Paying attention of course means paying money. But if the world's rich countries spent just an extra one-tenth of 1 percent of their wealth on health aid, the experts say, they could save 8 million lives a year.
This news comes from the Commission on Macroeconomics and Health, convened by WHO to find ways to narrow the gap between rich and poor nations. But instead of mulling just about wealth, the commission zeroed in on health.
AIDS: Their analysis illuminates an oft-neglected truth about Third World poverty: Many people are poor just because they're sick. They're so hobbled by malaria, tuberculosis, AIDS and other diseases that they can't lift a finger or earn a dime. They haven't the energy to make a life, let alone a living.
Their prospects would brighten immediately if only they could get well. But recovery isn't possible, because poor nations can't afford even basic health care. They lack the money to invest in vaccination, treatment and epidemic control. They'd need many billions of dollars to run such programs.

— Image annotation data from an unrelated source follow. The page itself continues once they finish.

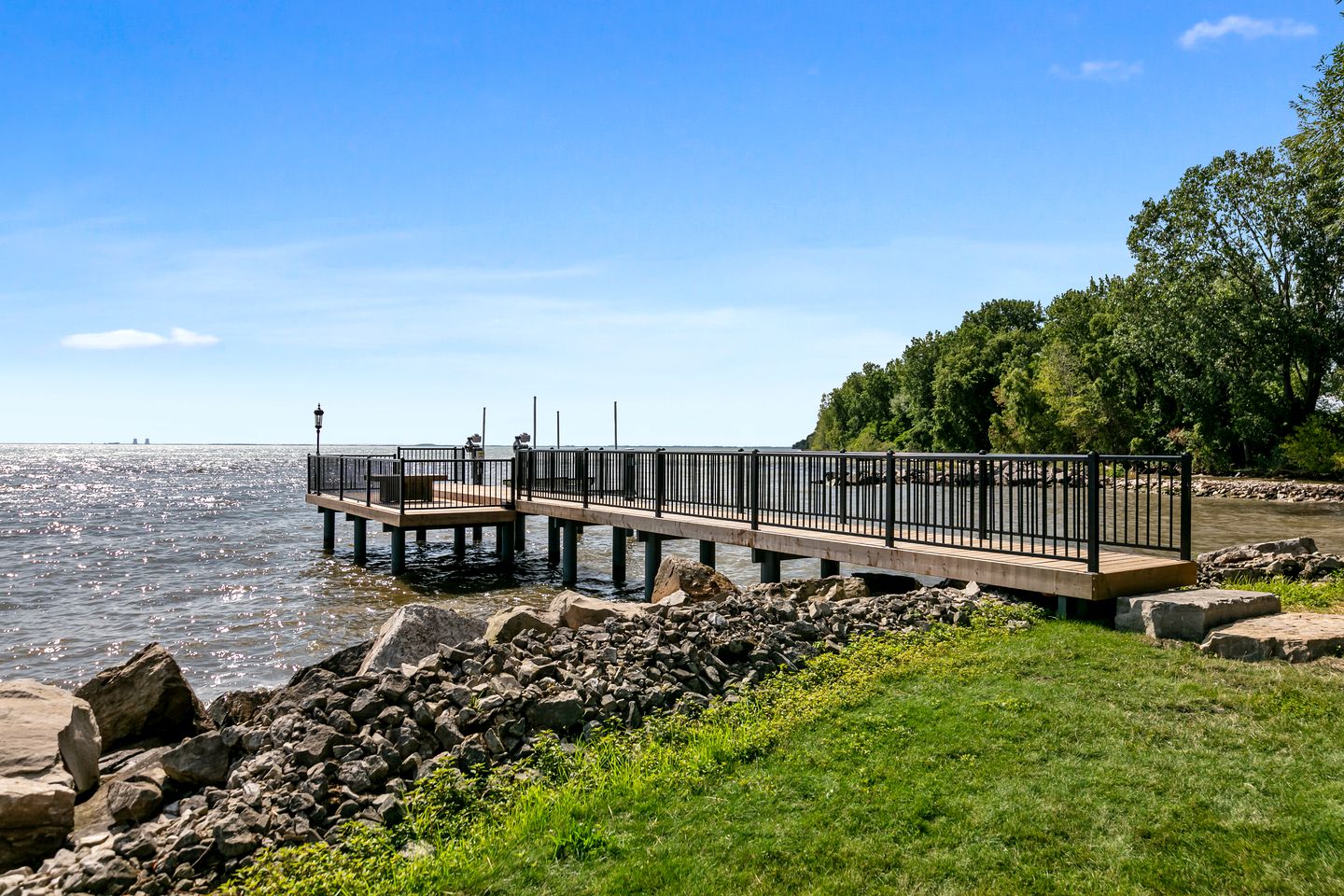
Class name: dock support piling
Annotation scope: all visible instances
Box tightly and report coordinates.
[644,532,663,600]
[355,517,369,566]
[758,551,779,584]
[611,525,625,586]
[560,520,580,587]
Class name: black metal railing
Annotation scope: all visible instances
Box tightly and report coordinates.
[308,449,513,511]
[515,449,1191,571]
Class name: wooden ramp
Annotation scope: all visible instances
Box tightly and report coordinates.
[306,483,1197,600]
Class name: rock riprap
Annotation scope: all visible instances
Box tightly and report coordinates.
[0,679,102,872]
[1197,538,1344,584]
[0,578,1010,896]
[76,643,211,749]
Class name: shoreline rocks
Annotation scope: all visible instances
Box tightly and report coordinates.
[0,567,1015,896]
[1195,536,1344,586]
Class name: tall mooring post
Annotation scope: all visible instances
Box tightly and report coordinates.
[560,520,580,587]
[354,517,369,566]
[546,516,560,566]
[644,532,663,600]
[392,529,406,575]
[611,525,625,586]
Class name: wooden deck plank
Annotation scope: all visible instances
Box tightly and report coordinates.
[308,483,1195,600]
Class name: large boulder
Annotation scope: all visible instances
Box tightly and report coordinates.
[162,731,229,787]
[0,777,76,872]
[1115,588,1280,641]
[551,591,647,629]
[76,643,211,749]
[358,603,485,676]
[0,679,102,794]
[485,608,560,643]
[651,557,740,603]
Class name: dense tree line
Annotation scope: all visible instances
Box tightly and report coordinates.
[806,44,1344,474]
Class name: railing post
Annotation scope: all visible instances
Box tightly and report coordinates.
[1087,452,1100,572]
[751,449,761,529]
[1180,452,1192,560]
[886,452,896,548]
[653,449,668,516]
[578,449,587,507]
[397,461,406,515]
[975,449,989,547]
[839,449,849,525]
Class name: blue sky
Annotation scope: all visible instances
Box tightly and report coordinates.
[0,0,1344,444]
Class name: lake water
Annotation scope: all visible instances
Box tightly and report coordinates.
[0,444,1344,698]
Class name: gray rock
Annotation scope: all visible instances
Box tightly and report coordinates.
[485,608,559,643]
[0,679,102,794]
[107,780,164,825]
[651,556,740,603]
[1115,588,1280,641]
[162,731,229,787]
[358,603,485,675]
[294,725,340,767]
[526,691,583,731]
[76,643,213,749]
[1198,612,1344,663]
[0,777,76,872]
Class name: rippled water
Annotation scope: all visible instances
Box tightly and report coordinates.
[0,444,1344,697]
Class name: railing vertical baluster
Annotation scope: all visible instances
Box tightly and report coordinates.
[751,450,761,529]
[653,449,668,516]
[1087,452,1100,572]
[883,452,896,548]
[574,449,589,507]
[1180,452,1192,560]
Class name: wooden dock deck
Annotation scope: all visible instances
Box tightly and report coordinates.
[306,456,1197,600]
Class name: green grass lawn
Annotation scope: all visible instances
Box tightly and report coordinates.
[228,622,1344,895]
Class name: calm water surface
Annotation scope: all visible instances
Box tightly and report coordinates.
[0,444,1344,698]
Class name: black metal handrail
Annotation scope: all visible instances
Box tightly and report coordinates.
[308,449,1191,572]
[517,449,1191,571]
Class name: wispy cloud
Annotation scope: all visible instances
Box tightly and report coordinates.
[1177,16,1316,49]
[61,327,219,352]
[1050,59,1143,82]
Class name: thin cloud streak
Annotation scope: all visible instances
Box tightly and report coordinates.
[1177,16,1316,49]
[61,327,219,352]
[1050,59,1143,83]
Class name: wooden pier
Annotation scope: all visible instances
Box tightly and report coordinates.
[306,449,1195,608]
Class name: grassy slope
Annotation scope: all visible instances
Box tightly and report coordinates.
[225,622,1344,895]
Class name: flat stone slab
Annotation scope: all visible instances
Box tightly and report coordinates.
[1198,612,1344,663]
[1115,588,1280,641]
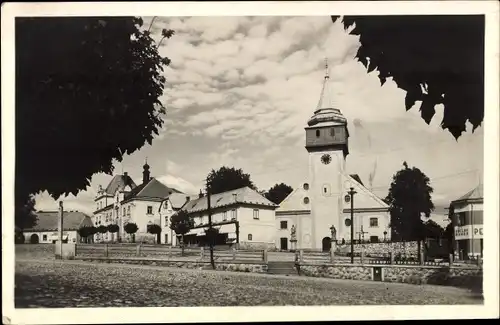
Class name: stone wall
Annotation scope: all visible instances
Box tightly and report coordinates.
[300,263,483,291]
[337,241,418,256]
[76,257,267,273]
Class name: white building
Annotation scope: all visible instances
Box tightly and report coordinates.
[178,187,277,249]
[23,211,92,244]
[275,62,390,250]
[92,163,186,243]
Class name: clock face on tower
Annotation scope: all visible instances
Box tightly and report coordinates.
[321,154,332,165]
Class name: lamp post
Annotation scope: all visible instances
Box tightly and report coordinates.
[347,187,356,264]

Why not just give them the billions? The proposition is less outlandish than it sounds -- and, over the long haul, less expensive. Much of the death in poor countries is caused by just a few health conditions that can easily be treated or averted. If those conditions were habitually addressed, people who now die would live.
In fact, they'd do more than just live. They'd prosper, and their countries would prosper along with them.
That, more or less, is what the WHO commission concludes -- though it backs up the claim with numbers. According to the report, doubling annual spending on health in poor countries would generate a sixfold payoff in economic gains by 2020. The commission recommends that the increased investment be shared by all nations, but asks most of the richest: The United States, it says, should hike its spending on global health tenfold -- to $10 billion a year.
Pennies from U.S.: Given America's habitual antipathy to foreign aid, that number will likely stick in the congressional craw. But it shouldn't. The United States remains the stingiest well-off nation on the planet -- ranking dead last among aid-givers. Americans could certainly stand to give the world's poorest and sickest an extra penny from every $10 they earn.
Dallas Morning News: Something smells suspicious at the nation's largest meat processor. A federal grand jury recently handed down a 36-count indictment against Tyson Foods Inc. and six current or former executives for smuggling illegal immigrants from Mexico to work at U.S. poultry plants.
That gave a headline to an indisputable fact: To the degree that our country has a "problem" with illegal immigration, it must be said that a major reason for that is too many U.S. employers eagerly reward them with jobs once they get here.
That is the view of the Immigration and Naturalization Service, which recently shifted its emphasis from traditional work-site raids to a crackdown on employers who break immigration laws to bolster the bottom line. The indictment against Tyson, the largest of its kind and the result of an exhaustive 21/2-year INS investigation, is the fruit.
Fraudulent work permits: The $20 billion company, which supplies a quarter of the nation's beef, pork and chicken, is accused of paying an intermediary to scoop up illegal immigrants at the U.S.-Mexico border, transport them to 15 Tyson plants in nine states, and give them fraudulent work permits and Social Security cards to circumvent federal employment laws.
Tyson representatives say the company is not at fault and blame a handful of managers acting on their own. The managers may tell a different story when the case is heard Jan. 24.
It is understandable why immigrant workers are in demand. They work hard for low wages and rarely complain or unionize especially if undocumented. For employers who put profit first, the temptation to exploit that combination can be irresistible. But acting on it is criminal, and must not be tolerated.
Congress can send that message when it reconvenes later this month. As part of its post-Sept. 11 offensive to revise immigration laws, it should revisit the issue of how we can best enforce our immigration laws. Already on the table are competing proposals that would either restructure the INS or replace it altogether. Congress should sustain this new emphasis on workers' rights if not within the INS, then in another federal agency.